Follow-up — the staged-arm skills contract fix, shipped 2026-06-08. Staging via plugins= loads the candidate skill to disk, but build_options also set skills=[] on the arm — and a June-2026 re-verification of the SDK contract (the standing rule: re-check the primary source, don't trust the prose) found that skills=[] is an empty allowlist, not "don't add project skills": the SDK's own ClaudeAgentOptions.skills docstring (v0.2.87) says "to suppress every skill from the listing, use []", and unlisted skills are "rejected by the Skill tool". So the staged candidate could never fire — every ratify run would land in the signal-present-but-never-invoked state and abstain on everything, silently.
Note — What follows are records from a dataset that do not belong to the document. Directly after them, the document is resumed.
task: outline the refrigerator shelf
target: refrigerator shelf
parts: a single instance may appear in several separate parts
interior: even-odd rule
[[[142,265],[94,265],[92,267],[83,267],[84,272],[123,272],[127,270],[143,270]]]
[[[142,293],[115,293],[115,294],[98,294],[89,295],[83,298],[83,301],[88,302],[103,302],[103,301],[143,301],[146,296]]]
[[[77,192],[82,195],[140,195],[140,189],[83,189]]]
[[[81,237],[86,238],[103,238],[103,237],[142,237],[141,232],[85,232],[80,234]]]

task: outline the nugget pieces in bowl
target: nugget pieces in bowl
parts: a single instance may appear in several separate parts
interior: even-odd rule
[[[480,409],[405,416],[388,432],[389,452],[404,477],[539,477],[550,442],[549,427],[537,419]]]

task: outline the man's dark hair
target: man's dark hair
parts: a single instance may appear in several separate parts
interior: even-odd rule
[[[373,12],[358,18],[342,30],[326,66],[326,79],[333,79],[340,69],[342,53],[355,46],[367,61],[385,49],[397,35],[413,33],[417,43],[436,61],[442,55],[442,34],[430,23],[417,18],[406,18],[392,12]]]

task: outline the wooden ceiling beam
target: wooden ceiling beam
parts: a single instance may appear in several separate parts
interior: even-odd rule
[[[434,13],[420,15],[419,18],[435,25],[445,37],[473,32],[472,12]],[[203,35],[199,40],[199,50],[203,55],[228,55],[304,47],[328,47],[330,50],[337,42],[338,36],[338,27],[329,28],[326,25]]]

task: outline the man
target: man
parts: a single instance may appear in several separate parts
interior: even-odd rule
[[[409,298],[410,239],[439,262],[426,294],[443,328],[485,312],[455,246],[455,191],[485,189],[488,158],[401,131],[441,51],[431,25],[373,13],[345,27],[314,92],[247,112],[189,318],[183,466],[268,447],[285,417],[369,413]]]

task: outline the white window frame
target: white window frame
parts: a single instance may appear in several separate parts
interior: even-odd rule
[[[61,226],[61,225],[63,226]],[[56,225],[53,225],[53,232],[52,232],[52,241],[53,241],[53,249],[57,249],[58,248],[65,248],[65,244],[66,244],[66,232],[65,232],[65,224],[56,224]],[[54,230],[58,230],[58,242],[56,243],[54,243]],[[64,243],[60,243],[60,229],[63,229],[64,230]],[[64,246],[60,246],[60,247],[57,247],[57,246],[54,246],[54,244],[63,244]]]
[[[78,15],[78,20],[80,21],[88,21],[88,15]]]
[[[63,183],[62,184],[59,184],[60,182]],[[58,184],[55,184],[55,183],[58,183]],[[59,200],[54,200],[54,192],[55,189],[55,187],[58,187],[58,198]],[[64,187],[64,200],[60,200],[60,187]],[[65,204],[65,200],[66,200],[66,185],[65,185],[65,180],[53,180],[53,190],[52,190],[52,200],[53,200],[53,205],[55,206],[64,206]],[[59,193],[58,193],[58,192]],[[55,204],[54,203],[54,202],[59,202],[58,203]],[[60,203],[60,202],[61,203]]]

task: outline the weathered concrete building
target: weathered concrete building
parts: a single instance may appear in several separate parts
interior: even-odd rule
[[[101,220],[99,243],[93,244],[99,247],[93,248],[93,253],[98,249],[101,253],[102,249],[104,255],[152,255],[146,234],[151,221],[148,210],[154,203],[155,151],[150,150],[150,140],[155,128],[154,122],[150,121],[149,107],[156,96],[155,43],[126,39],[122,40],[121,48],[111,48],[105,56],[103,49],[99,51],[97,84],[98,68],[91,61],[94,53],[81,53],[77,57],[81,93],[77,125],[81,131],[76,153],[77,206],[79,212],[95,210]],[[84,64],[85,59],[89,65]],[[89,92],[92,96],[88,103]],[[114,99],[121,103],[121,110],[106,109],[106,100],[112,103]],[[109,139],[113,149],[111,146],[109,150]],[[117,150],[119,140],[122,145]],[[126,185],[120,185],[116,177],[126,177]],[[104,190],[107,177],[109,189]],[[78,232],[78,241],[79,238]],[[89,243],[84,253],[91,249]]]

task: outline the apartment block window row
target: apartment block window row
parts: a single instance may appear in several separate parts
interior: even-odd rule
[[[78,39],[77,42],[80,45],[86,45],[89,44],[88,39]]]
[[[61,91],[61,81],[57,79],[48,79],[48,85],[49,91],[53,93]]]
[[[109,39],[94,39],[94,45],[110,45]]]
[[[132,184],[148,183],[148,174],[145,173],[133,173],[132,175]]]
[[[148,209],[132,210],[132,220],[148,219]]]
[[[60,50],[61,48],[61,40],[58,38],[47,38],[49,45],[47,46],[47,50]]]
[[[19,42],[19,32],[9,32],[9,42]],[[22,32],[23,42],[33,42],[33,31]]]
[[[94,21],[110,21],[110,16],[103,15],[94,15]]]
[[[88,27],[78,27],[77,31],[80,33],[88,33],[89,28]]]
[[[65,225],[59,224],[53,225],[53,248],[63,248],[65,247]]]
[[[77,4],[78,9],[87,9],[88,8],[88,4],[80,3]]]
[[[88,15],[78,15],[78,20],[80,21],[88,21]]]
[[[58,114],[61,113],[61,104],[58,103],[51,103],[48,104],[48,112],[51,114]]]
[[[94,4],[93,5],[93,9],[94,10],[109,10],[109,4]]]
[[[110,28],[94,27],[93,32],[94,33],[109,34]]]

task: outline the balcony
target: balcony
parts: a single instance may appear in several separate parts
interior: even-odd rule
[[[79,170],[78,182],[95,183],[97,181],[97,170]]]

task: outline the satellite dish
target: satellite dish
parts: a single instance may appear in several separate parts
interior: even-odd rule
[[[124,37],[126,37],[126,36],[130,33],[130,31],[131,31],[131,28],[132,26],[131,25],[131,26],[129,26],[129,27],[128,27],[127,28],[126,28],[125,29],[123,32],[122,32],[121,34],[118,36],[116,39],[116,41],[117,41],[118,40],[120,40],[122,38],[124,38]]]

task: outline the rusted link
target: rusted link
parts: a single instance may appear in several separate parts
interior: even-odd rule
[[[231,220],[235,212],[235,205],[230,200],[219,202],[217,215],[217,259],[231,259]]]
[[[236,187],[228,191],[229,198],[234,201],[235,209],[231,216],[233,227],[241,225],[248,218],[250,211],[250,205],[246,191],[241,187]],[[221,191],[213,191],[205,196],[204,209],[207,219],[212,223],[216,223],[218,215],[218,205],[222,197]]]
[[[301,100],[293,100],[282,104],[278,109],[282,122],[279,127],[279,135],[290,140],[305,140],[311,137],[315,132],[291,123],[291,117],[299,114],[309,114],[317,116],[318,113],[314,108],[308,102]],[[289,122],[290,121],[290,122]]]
The fix: the arm sets skills="all" (enable the staged skills; the SDK then auto-allows the bare Skill tool) and setting_sources=[] (the staged plugin is the sole skill source — no project/user skill leaks into the measured arm, the documented "use the plugins option to load skills from a specific path"), and the stager writes a minimal .claude-plugin/plugin.json so --plugin-dir recognizes the dir and the plugin name — hence its skills' plugin:skill namespace — is pinned, not derived implicitly. The option contract is pinned by hermetic tests; the CLI-level confirmation (the staged skill actually fires under these flags and is recorded plugin:-stripped, so check_invocation's expected matches) is an executable integration assertion that runs free when the suite runs with stores + key — folding in the live-stream validation deferred above. # research(2026-06): claude-agent-sdk skills= is an allowlist/context filter, [] rejects every skill (SDK ClaudeAgentOptions.skills docstring, v0.2.87); plugin skills are namespaced plugin:skill and a plugin manifest is optional but pins the name; restrict filesystem discovery with setting_sources=[] and load skills from a path via plugins= (code.claude.com/docs agent-sdk skills + plugins).

Follow-up — the live execution, run 2026-06-09. The deferred deliberate-spend tail (a, above) was run for real against live stores, closing it. Candidate: closing-citation-audit (the supplementary skill B3 reflect had proposed) vs the always-on entity-workup base; -n 2, graph-only Halberd. 4 real workups, $2.60, all exit 0. Outcomes, all honest: (1) the invocation gate works live — the staged candidate fired in 1 of 2 candidate trials (model-driven invocation variance) and its Skill ToolUseBlock was recorded off the live message stream (skills_invoked: ['closing-citation-audit', 'entity-workup']), so observed=True. This is the live confirmation of both formerly-deferred validation items at once: the streamed Skill block appears live and the skill input key (pinned to the primary source the same day — the live stream's key was extracted correctly, the plugin: namespace stripped to the bare name). (2) Verdict NEUTRAL (repairs 0 / regressions 0): both arms saturate the fixture (all runs grounded, recall/trajectory/coverage = 1.0), so there is no delta — the SkillTester ~78% no-effect majority, not a failure, and compare correctly distinguished it from abstain (which is reserved for the skill never firing). A skill that only audits citations cannot improve an already-100%-cited baseline; the candidate arm did do more retrieval (15–17 graph calls vs 13) but it did not move the scored outcome. (3) Propose-only held — not applied (no clean net gain). (4) Prompt caching live (cache_read_input_tokens 250K–690K/run vs ~100 uncached). Small-N (<3/side) was caveated by compare as directional. The candidate skill and run artifacts are gitignored, so only this record persists. Still deferred ©: full counterfactual trace auditing + a significance test over large N.

Sources: Counterfactual Trace Auditing of LLM agent skills — with-skill vs without-skill paired runs, effect visible under saturation/cancellation (arXiv 2605.11946); SkillTester — matched baseline with the skill disabled + an invocation gate against misattributing ambient capability, ~14% help / ~78% no-effect / ~8% harm (arXiv 2603.28815); and ADR-0031's net-effect / same-instance / disclose-the-harness sources, inherited unchanged.